Un juez federal de Estados Unidos dejó sin efecto este lunes la tarifa de 100,000 dólares impuesta por la administración del presidente Donald Trump a las nuevas solicitudes de visas H-1B, al considerar que el Poder Ejecutivo excedió sus facultades legales.
La decisión fue emitida por el juez de distrito Leo Sorokin, en Boston, quien falló a favor de una demanda presentada por 20 estados y concluyó que la medida violó la Ley de Procedimiento Administrativo, que regula la elaboración y aplicación de normas por parte de las agencias federales.

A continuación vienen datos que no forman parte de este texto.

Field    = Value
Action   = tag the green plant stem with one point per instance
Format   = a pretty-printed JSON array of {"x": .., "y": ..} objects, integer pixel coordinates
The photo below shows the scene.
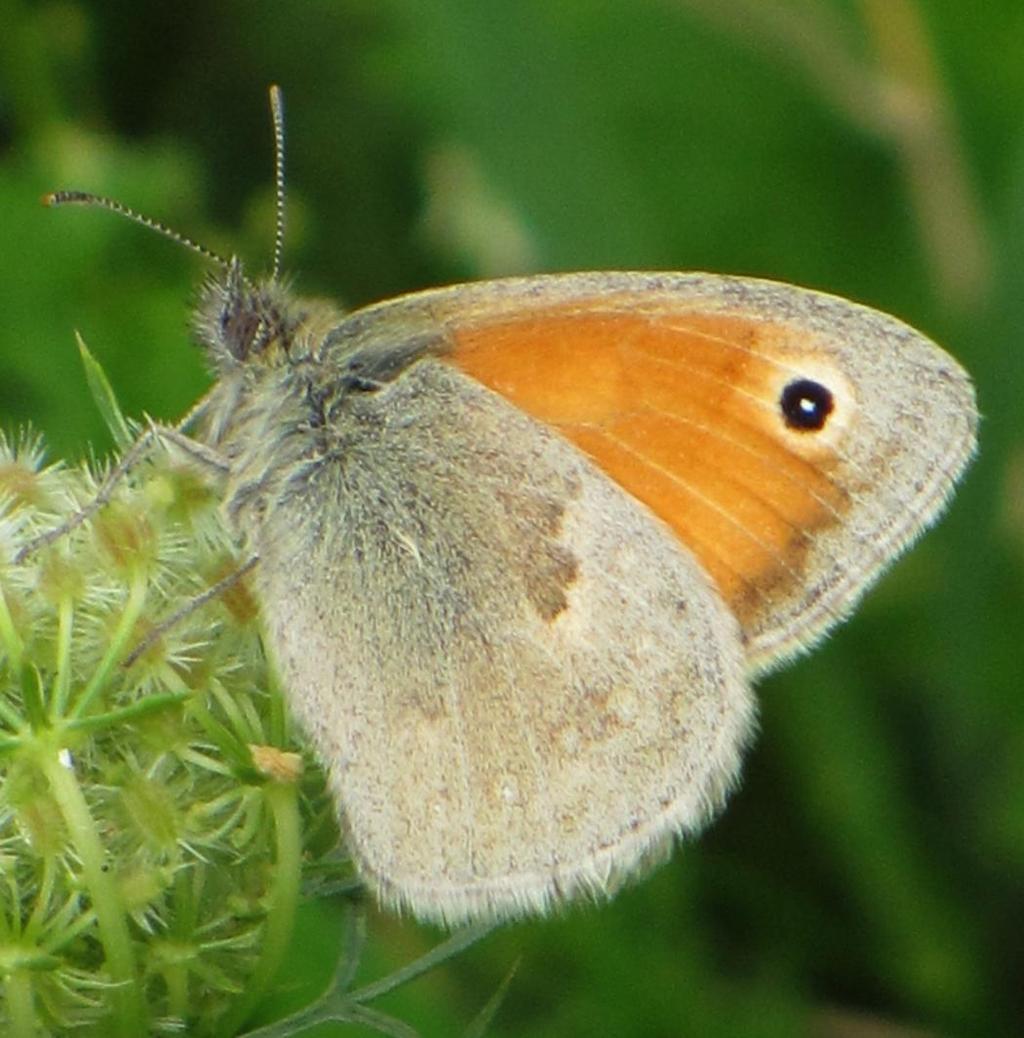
[
  {"x": 111, "y": 918},
  {"x": 20, "y": 1004},
  {"x": 282, "y": 799}
]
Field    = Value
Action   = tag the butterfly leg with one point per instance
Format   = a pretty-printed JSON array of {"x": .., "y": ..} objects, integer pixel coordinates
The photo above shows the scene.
[
  {"x": 153, "y": 435},
  {"x": 215, "y": 591}
]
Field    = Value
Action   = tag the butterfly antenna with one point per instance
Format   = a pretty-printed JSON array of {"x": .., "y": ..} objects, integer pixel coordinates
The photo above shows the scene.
[
  {"x": 100, "y": 201},
  {"x": 277, "y": 113}
]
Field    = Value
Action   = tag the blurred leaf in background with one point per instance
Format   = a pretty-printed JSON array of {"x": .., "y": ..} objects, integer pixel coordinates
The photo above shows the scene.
[{"x": 866, "y": 879}]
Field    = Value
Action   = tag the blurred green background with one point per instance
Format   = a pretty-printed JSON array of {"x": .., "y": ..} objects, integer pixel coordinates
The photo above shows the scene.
[{"x": 867, "y": 878}]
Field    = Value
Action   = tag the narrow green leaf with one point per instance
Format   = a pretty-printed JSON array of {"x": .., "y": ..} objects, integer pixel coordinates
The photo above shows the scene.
[{"x": 103, "y": 395}]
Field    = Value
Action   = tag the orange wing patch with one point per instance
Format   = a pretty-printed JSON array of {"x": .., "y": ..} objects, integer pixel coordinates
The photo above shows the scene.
[{"x": 682, "y": 411}]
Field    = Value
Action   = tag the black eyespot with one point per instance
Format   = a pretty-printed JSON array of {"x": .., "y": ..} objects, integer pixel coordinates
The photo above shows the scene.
[{"x": 806, "y": 405}]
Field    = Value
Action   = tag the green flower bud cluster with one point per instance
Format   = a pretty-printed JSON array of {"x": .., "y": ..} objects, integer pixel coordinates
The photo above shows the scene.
[{"x": 156, "y": 812}]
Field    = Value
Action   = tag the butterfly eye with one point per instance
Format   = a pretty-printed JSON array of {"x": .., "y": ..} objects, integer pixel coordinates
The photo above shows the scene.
[{"x": 806, "y": 405}]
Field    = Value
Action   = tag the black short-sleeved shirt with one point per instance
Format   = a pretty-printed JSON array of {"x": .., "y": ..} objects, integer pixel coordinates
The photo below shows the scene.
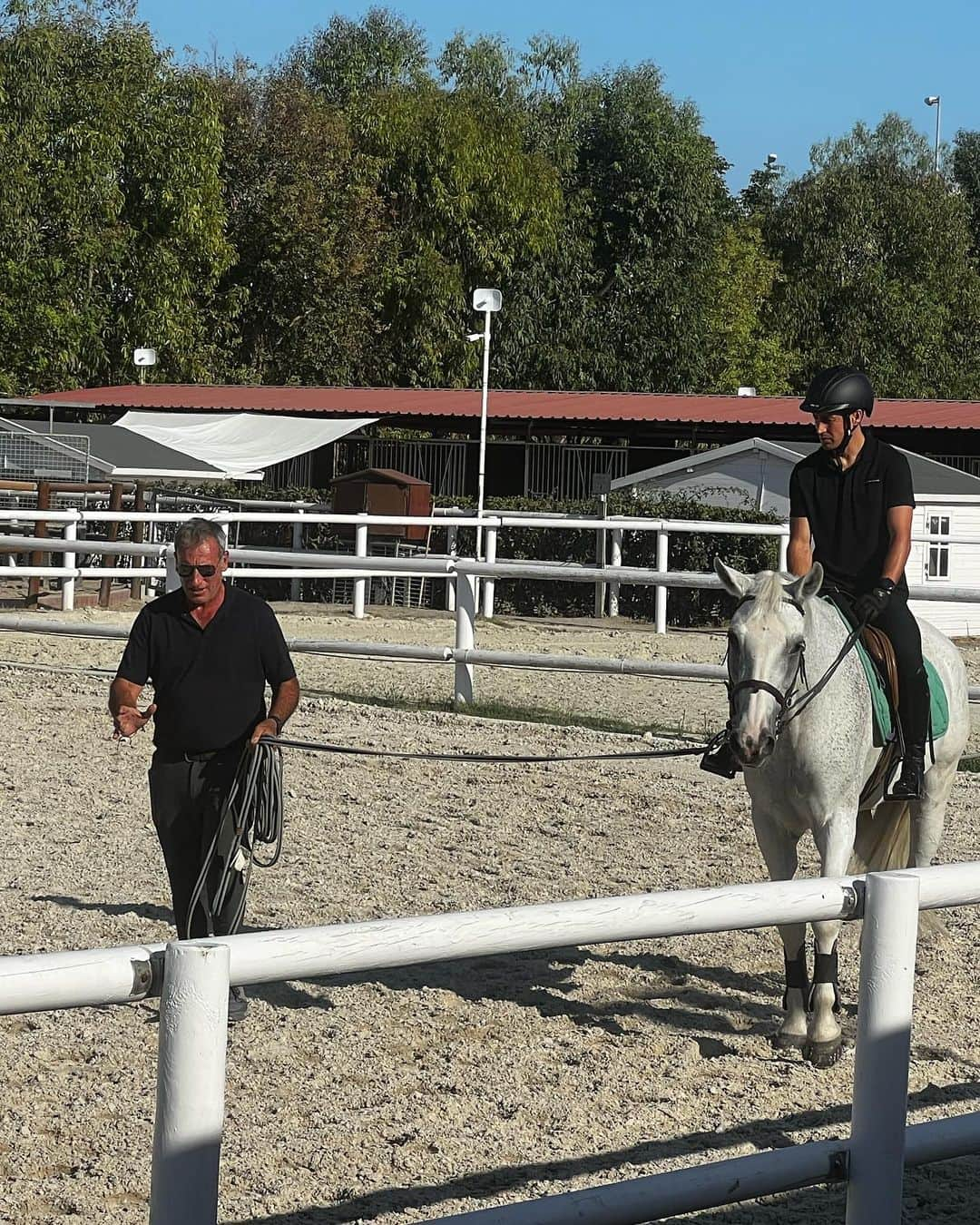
[
  {"x": 848, "y": 511},
  {"x": 210, "y": 685}
]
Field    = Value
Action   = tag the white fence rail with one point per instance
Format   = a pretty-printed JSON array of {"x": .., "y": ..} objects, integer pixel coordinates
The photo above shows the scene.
[
  {"x": 192, "y": 1031},
  {"x": 297, "y": 564}
]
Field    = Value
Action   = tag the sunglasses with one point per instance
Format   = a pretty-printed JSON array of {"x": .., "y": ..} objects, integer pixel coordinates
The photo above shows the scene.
[{"x": 185, "y": 570}]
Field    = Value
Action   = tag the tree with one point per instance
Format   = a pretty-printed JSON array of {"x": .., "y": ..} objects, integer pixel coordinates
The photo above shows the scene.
[
  {"x": 877, "y": 271},
  {"x": 745, "y": 352},
  {"x": 966, "y": 177},
  {"x": 308, "y": 227},
  {"x": 112, "y": 223}
]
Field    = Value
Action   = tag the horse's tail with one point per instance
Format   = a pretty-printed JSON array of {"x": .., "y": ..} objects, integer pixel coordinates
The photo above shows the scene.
[
  {"x": 882, "y": 843},
  {"x": 882, "y": 840}
]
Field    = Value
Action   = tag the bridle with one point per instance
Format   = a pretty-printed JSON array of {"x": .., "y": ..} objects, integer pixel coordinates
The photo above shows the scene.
[
  {"x": 753, "y": 685},
  {"x": 788, "y": 710}
]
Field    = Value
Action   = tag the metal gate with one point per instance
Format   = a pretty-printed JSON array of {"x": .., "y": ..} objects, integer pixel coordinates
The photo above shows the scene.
[{"x": 26, "y": 455}]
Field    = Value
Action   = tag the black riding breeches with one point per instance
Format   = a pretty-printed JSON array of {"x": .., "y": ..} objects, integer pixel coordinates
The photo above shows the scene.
[
  {"x": 186, "y": 799},
  {"x": 898, "y": 622}
]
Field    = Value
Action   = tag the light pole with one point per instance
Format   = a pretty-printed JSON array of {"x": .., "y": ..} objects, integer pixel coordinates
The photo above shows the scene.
[
  {"x": 934, "y": 100},
  {"x": 487, "y": 300}
]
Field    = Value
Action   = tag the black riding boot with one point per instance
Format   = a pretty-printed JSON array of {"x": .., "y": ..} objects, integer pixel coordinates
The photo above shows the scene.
[
  {"x": 720, "y": 761},
  {"x": 913, "y": 714},
  {"x": 910, "y": 783}
]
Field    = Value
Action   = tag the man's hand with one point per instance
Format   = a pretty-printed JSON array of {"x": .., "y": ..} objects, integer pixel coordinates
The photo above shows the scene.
[
  {"x": 874, "y": 603},
  {"x": 266, "y": 728},
  {"x": 129, "y": 720}
]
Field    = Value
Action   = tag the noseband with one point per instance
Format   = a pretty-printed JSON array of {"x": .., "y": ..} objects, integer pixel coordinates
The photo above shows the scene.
[
  {"x": 786, "y": 700},
  {"x": 753, "y": 685}
]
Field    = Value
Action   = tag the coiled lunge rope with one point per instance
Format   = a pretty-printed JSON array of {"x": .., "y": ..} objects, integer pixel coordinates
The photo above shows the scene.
[
  {"x": 251, "y": 818},
  {"x": 252, "y": 812}
]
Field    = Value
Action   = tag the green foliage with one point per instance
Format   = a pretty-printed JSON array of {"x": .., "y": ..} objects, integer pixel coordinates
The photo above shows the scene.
[
  {"x": 324, "y": 220},
  {"x": 112, "y": 222},
  {"x": 746, "y": 353},
  {"x": 308, "y": 227},
  {"x": 966, "y": 177},
  {"x": 877, "y": 267},
  {"x": 690, "y": 552}
]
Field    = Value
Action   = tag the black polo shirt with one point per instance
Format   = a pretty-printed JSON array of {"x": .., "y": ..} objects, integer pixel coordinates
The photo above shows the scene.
[
  {"x": 848, "y": 511},
  {"x": 210, "y": 685}
]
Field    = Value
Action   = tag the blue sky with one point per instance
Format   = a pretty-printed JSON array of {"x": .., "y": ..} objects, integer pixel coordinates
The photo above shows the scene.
[{"x": 767, "y": 76}]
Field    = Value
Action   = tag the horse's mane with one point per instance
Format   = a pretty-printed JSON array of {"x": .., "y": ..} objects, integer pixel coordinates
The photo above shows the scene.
[{"x": 769, "y": 591}]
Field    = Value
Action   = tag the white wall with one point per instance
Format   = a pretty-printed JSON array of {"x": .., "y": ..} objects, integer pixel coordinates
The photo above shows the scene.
[
  {"x": 959, "y": 620},
  {"x": 734, "y": 482}
]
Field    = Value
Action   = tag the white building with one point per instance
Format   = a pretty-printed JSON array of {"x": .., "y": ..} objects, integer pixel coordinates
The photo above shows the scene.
[{"x": 755, "y": 475}]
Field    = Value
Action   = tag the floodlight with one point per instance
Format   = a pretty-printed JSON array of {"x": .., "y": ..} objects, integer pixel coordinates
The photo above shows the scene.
[{"x": 486, "y": 299}]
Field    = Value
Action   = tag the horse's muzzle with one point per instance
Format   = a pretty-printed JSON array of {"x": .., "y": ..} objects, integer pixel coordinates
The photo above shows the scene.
[{"x": 752, "y": 750}]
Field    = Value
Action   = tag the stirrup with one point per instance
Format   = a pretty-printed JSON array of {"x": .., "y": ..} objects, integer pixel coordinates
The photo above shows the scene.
[{"x": 910, "y": 784}]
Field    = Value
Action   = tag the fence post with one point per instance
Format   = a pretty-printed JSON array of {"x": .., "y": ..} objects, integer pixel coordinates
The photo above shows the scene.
[
  {"x": 601, "y": 556},
  {"x": 69, "y": 560},
  {"x": 112, "y": 533},
  {"x": 466, "y": 636},
  {"x": 169, "y": 560},
  {"x": 615, "y": 559},
  {"x": 783, "y": 563},
  {"x": 190, "y": 1085},
  {"x": 294, "y": 584},
  {"x": 360, "y": 550},
  {"x": 881, "y": 1057},
  {"x": 139, "y": 536},
  {"x": 451, "y": 532},
  {"x": 487, "y": 583},
  {"x": 663, "y": 542}
]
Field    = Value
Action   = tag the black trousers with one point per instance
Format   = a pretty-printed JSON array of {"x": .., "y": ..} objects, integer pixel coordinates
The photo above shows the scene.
[
  {"x": 903, "y": 631},
  {"x": 185, "y": 799}
]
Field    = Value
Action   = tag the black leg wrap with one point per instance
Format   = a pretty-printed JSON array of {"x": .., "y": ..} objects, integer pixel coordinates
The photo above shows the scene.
[
  {"x": 825, "y": 970},
  {"x": 797, "y": 976}
]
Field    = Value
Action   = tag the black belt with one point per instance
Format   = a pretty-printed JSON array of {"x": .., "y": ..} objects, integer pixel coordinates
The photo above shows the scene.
[{"x": 175, "y": 755}]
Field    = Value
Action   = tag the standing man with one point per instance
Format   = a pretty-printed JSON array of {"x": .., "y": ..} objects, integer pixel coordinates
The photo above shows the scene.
[
  {"x": 850, "y": 505},
  {"x": 209, "y": 650}
]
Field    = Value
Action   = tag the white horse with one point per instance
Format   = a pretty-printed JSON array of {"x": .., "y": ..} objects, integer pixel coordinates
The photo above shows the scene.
[{"x": 808, "y": 772}]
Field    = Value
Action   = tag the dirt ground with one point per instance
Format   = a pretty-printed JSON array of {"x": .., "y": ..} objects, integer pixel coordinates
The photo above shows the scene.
[{"x": 410, "y": 1094}]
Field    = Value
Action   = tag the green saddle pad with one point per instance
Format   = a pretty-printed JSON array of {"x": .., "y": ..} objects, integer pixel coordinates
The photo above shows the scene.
[{"x": 881, "y": 710}]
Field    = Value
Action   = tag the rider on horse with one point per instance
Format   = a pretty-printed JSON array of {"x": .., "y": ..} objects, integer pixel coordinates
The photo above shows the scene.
[{"x": 850, "y": 508}]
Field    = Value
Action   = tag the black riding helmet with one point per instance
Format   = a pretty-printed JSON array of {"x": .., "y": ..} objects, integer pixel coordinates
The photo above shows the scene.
[{"x": 839, "y": 389}]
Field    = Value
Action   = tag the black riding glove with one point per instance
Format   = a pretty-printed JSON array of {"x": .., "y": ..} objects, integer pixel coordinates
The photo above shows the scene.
[{"x": 875, "y": 602}]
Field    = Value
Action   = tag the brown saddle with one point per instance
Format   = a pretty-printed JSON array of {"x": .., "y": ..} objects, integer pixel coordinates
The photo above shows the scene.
[{"x": 878, "y": 646}]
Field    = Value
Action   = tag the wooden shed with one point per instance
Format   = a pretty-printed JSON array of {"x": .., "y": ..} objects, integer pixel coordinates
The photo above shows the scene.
[{"x": 385, "y": 492}]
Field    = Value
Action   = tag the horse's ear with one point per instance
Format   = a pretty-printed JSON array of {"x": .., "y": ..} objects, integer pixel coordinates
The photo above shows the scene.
[
  {"x": 806, "y": 584},
  {"x": 732, "y": 581}
]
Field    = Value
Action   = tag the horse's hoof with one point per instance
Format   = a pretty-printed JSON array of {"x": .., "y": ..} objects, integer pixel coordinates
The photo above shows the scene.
[
  {"x": 823, "y": 1055},
  {"x": 788, "y": 1042}
]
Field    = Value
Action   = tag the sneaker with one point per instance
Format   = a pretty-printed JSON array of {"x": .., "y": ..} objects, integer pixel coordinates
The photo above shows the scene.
[{"x": 238, "y": 1004}]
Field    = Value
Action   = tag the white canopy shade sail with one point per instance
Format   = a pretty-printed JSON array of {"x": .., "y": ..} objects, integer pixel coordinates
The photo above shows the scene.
[{"x": 240, "y": 444}]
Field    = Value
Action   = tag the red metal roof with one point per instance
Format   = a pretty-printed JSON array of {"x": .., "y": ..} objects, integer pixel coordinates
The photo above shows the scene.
[{"x": 541, "y": 406}]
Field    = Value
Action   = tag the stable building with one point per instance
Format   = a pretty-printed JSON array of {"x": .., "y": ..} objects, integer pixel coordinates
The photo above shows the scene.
[
  {"x": 541, "y": 444},
  {"x": 755, "y": 475}
]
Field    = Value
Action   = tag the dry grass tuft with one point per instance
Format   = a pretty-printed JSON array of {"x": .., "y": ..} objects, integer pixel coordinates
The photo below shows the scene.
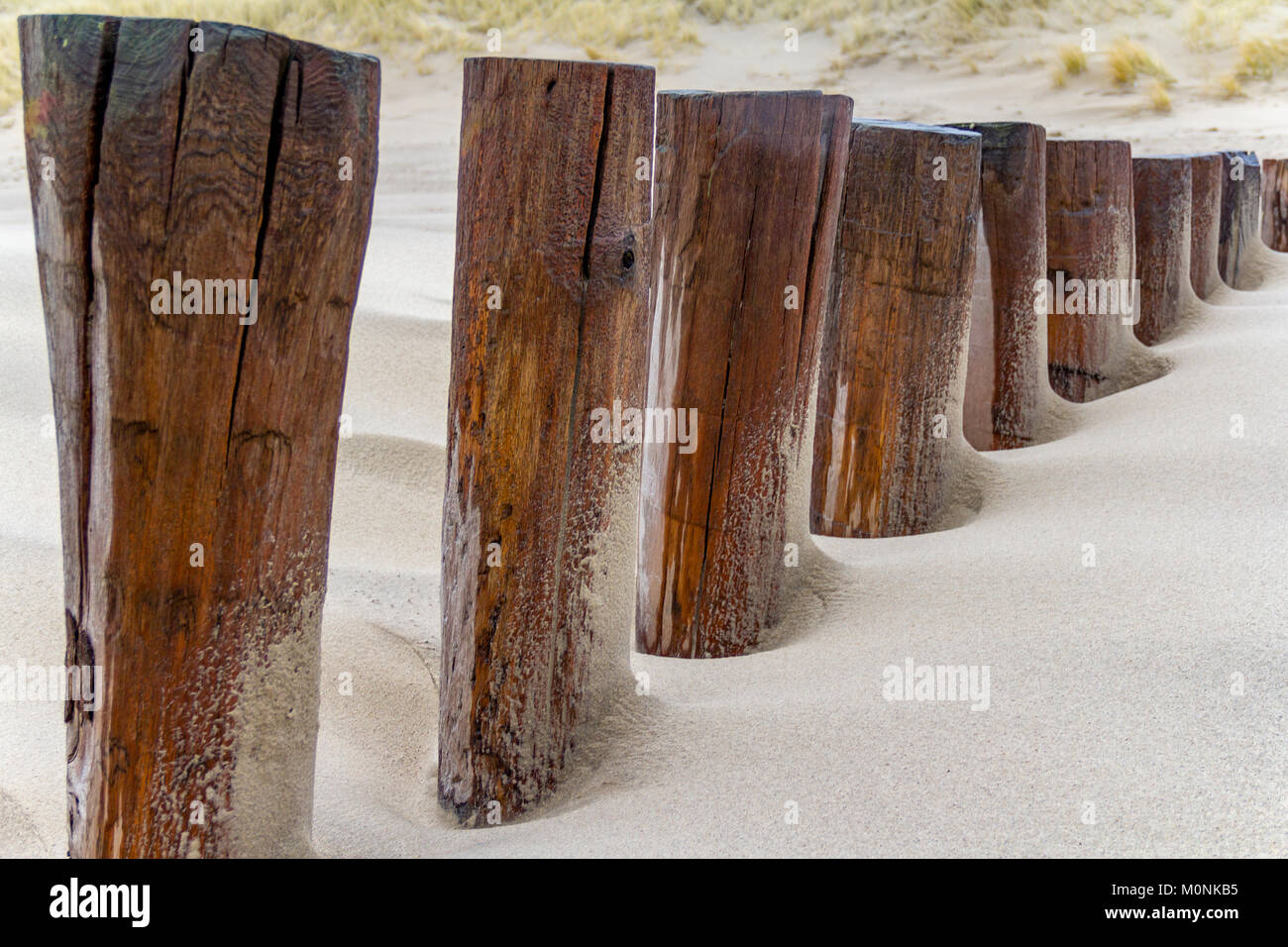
[{"x": 1127, "y": 59}]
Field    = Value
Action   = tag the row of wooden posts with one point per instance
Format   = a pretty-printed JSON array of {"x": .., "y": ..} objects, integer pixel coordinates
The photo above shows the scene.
[{"x": 803, "y": 282}]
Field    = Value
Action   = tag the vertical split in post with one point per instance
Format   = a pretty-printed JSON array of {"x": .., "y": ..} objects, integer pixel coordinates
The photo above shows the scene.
[
  {"x": 1240, "y": 224},
  {"x": 1274, "y": 204},
  {"x": 549, "y": 320},
  {"x": 893, "y": 369},
  {"x": 1006, "y": 373},
  {"x": 1091, "y": 307},
  {"x": 748, "y": 191},
  {"x": 1162, "y": 191},
  {"x": 200, "y": 249}
]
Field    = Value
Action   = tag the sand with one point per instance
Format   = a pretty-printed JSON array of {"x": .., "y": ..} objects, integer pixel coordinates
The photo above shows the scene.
[{"x": 1116, "y": 724}]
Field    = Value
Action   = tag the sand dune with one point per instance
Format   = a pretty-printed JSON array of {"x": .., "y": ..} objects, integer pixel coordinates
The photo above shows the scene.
[{"x": 1111, "y": 685}]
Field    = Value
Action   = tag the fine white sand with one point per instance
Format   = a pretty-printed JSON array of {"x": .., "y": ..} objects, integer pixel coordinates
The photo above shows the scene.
[{"x": 1115, "y": 724}]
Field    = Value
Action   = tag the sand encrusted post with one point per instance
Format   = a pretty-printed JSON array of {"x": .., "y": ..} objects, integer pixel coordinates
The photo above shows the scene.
[
  {"x": 747, "y": 195},
  {"x": 1162, "y": 191},
  {"x": 197, "y": 419},
  {"x": 1206, "y": 172},
  {"x": 894, "y": 347},
  {"x": 549, "y": 320},
  {"x": 1274, "y": 204},
  {"x": 1006, "y": 371},
  {"x": 1091, "y": 309},
  {"x": 1240, "y": 219}
]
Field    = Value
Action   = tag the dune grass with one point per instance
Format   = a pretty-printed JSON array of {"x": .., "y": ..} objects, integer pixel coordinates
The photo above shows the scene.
[{"x": 927, "y": 31}]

“La corte concluye que la política impone un gravamen a las peticiones H-1B sin la delegación necesaria por parte del Congreso”, escribió Sorokin en su dictamen.
La administración Trump había defendido el incremento de la tarifa como una herramienta para desalentar la contratación de trabajadores extranjeros y favorecer la creación de empleos para ciudadanos estadounidenses.
Las visas H-1B están destinadas a profesionales altamente calificados en áreas donde existe escasez de mano de obra local. Grandes compañías tecnológicas son las principales usuarias de este programa y cerca de tres cuartas partes de las aprobaciones corresponden a trabajadores procedentes de India.
Los estados demandantes argumentaron que el aumento afectaría la contratación de médicos, profesores y personal académico, dificultando además la cobertura de vacantes en escuelas, universidades públicas y centros de investigación.
Antes de la implementación de la medida, las solicitudes de visas H-1B ya implicaban costos de varios miles de dólares. Sin embargo, la tarifa adicional de 100,000 dólares provocó preocupación entre empleadores, estudiantes y trabajadores tanto dentro como fuera de Estados Unidos, además de originar múltiples acciones judiciales.
La Cámara de Comercio de Estados Unidos también interpuso una demanda en Washington, D.C., y mantiene una apelación luego de que un tribunal rechazara conceder un fallo sumario en contra del incremento. Como resultado, la tarifa permanecía vigente al menos hasta septiembre de 2026, fecha prevista para su expiración.
Otra demanda fue presentada en un tribunal federal de San Francisco por organizaciones religiosas y grupos laborales, lo que podría derivar en decisiones divergentes en distintos circuitos de apelación.
En su querella, los estados sostuvieron que la medida compromete su capacidad para garantizar servicios esenciales como educación y atención médica, al limitar la contratación de profesionales extranjeros.
Por su parte, el Departamento de Seguridad Nacional expresó su desacuerdo con la decisión judicial y calificó el fallo como un ejemplo de “activismo judicial” que, según la agencia, socava los esfuerzos de la administración Trump en materia de reforma migratoria.